We're one month into Autumn/Fall here in Sydney but you wouldn't know it... it was a sunny 26C/79F at noon today. Really, really nice. My work place is a few minutes walk from a large public park and on days like this I really like to head down there to eat my lunch. And to check out the park life!

This is a busy park in the hipster end of town, so not many suits or high heels... more laid back lifestyle types. I once saw a guy with a hipster beard roll by on a skateboard strumming his guitar.

And the women? By and large young, hip, fashionable, carefree, fit and gorgeous. Today there were even four of them in bikinis sunning themselves on the grass. Yup, gotta love it.

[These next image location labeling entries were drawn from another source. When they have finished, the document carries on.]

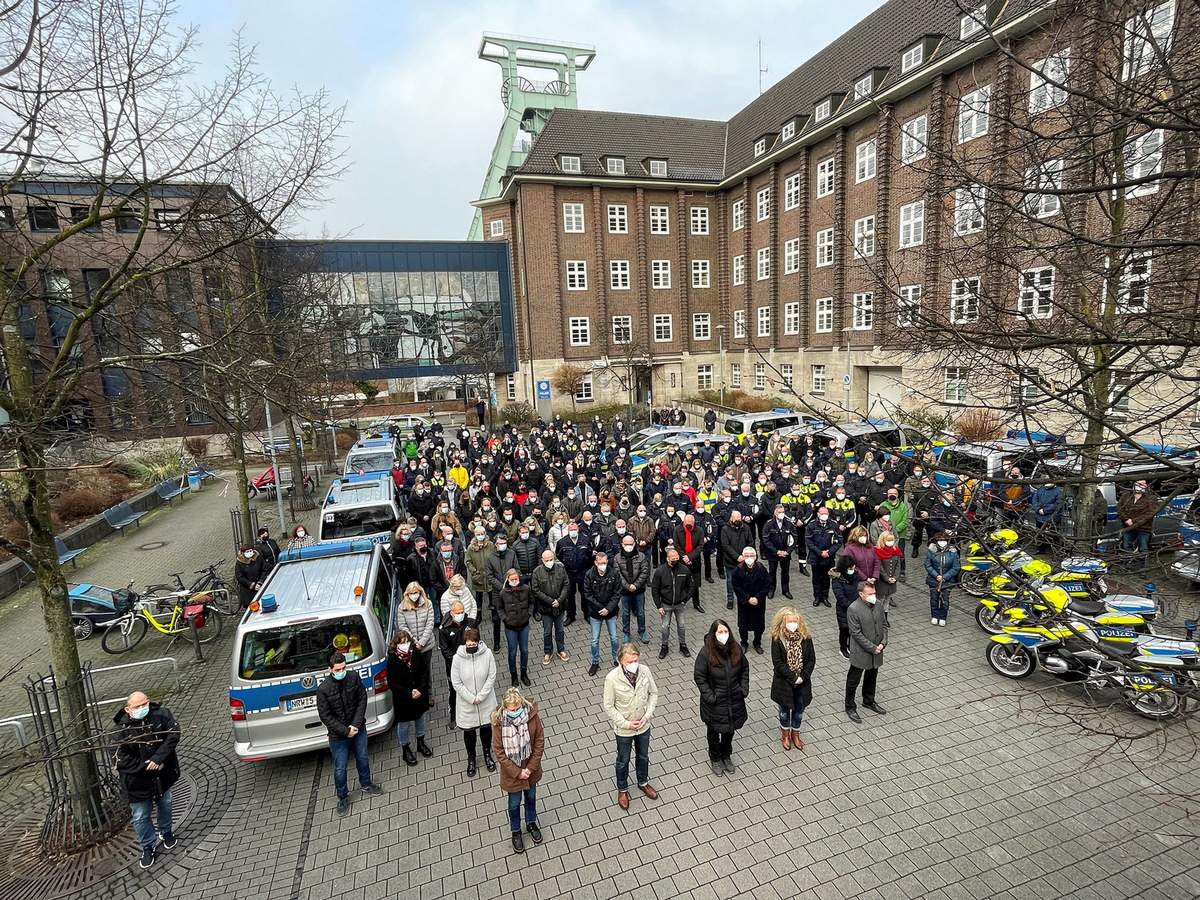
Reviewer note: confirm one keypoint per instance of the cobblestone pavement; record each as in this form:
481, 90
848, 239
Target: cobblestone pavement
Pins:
969, 787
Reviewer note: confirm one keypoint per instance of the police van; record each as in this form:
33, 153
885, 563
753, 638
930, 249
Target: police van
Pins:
359, 507
335, 598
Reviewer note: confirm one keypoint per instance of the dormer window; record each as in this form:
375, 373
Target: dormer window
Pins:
912, 58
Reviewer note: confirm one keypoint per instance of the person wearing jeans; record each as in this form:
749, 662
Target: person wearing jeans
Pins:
145, 737
342, 708
630, 696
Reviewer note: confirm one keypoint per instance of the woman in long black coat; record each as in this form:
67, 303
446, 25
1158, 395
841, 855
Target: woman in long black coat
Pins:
409, 681
723, 675
751, 583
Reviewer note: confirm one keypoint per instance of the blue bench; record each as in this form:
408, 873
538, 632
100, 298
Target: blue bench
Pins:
169, 490
121, 516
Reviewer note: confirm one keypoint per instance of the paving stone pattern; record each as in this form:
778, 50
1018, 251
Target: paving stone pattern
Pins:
971, 786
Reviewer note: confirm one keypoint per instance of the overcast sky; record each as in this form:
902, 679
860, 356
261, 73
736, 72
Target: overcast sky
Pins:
425, 111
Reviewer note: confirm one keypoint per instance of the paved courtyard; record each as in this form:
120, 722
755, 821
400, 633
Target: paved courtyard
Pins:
965, 789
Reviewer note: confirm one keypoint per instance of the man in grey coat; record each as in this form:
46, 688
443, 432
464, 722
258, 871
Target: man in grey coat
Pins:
868, 625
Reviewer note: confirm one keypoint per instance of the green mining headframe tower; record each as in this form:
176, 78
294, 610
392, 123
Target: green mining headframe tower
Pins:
538, 77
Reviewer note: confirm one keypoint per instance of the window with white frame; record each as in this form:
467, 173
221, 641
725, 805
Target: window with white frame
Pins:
965, 300
576, 275
864, 237
864, 311
909, 305
1041, 185
1144, 160
825, 247
1147, 40
792, 191
763, 263
660, 273
826, 177
954, 384
912, 225
863, 88
664, 330
1048, 82
792, 317
618, 274
969, 204
864, 161
660, 220
1035, 300
791, 256
823, 319
912, 58
573, 217
763, 322
622, 329
912, 139
762, 204
580, 330
618, 219
1133, 291
973, 111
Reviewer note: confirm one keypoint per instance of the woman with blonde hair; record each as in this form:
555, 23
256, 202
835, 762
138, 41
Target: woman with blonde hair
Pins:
792, 660
517, 741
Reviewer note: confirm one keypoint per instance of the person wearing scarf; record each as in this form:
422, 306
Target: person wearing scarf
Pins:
517, 741
792, 661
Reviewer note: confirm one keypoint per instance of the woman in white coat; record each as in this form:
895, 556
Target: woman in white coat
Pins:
473, 676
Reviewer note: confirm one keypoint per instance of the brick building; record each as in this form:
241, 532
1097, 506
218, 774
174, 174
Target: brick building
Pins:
809, 237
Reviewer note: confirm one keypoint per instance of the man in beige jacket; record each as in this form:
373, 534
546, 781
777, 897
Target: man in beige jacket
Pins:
630, 696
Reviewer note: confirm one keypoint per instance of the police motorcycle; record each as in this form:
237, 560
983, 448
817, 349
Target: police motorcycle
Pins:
1156, 676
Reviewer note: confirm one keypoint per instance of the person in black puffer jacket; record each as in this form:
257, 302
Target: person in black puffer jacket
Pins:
723, 675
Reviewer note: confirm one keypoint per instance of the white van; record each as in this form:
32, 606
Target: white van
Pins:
336, 598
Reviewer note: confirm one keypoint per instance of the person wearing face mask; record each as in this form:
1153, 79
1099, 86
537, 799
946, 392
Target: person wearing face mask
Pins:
630, 697
723, 676
342, 709
145, 738
792, 659
868, 624
409, 679
519, 741
473, 678
942, 570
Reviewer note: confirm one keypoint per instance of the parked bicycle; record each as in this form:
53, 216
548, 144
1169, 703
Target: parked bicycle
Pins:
172, 616
209, 588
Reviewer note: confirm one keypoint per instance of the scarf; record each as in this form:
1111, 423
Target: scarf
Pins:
795, 646
515, 733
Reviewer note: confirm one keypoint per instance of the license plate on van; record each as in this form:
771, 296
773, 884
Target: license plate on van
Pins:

And I do.

And that gets me to my point.

Go back four years and the exact same park life would have driven me nuts with conflicted emotions, envy, alienation, despair and self-loathing. "Why couldn't that be me?" "I love that dress but can't wear it." "Or those boots." "Or jacket." "I wish I looked like her, or her, or her." "I wish I had a group of gal pals like them." And so on and so forth. I'm sure you get the picture. It was pretty much the core of my dysphoria slapping me in the face everyday. Women just being women... all except me.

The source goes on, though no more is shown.